What is the period of a ball rolling in a circle? Imagine a uniform spherical ball of mass $m$ and radius $r$ rolling without slipping in a spherical bowl of radius $R$ with $r<<R$. 
There are two special cases of small amplitude oscillations: a ball that rolls directly back and forth at the bottom of a bowl, as well as a ball that rolls in a circle around the bottom of the bowl. In the case of a ball rolling back and forth, I would treat it as approximating simple harmonic motion, and find the period that way.
Q: How would I find the period of a ball rolling in a circle around the bottom of the bowl? 
Specifically, I'm not sure how the rolling aspect affects the calculation and makes the question unique from a block sliding frictionlessly around in a circle.
 A: A block sliding without friction would behave itself in exactly the same way as a pendulum, the normal force being provided by the bowl rather than a string. Its period can be calculated from energy conservation, without linearization:
$$\frac{m}{2}\left(\frac{dx}{dt}\right)^2+V(x)=E,$$
so that
$$\frac{dt}{dx}=\sqrt{\frac{m}{2}}\frac{1}{\sqrt{E-V(x)}},\\
\frac{T}{2}= \sqrt{\frac{m}{2}}\int_{-a}^{a}\frac{dx}{\sqrt{E-V(x)}},
$$
where the amplitude and the net energy are related as $E=V(a)$. 
As I have already mentioned, the potential energy is the same as for a pendulum:
$$V(x) = mgh = mg(R - R\cos\theta) = mg(R - \sqrt{R^2-x^2}),$$
where $x$ is the horizontal displacement (naturally, one might facilitate the calculation by using the angular coordinate).

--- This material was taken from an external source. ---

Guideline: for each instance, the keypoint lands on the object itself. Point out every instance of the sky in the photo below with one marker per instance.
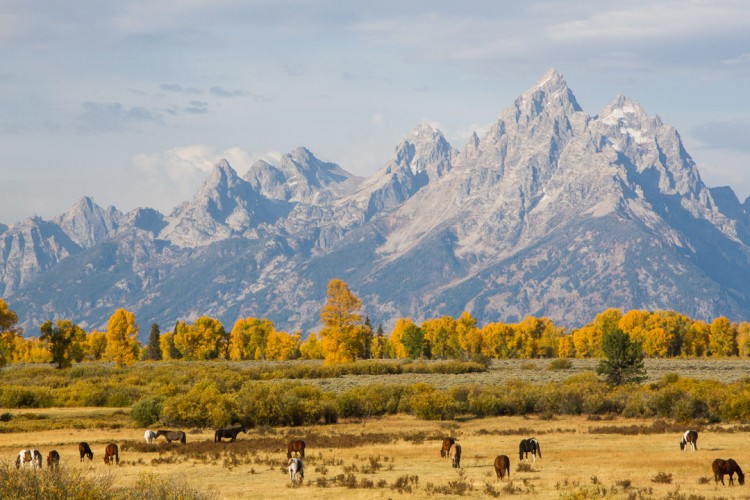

The above will not produce two distinct periods, although the period of oscillations is amplitude dependent. Yet, I do agree on the empirical grounds that two different regimes exist. However their existence is likely to deal with the very things neglected in the question: slipping and the size of the ball $r\ll R$ - it involves rotational energy.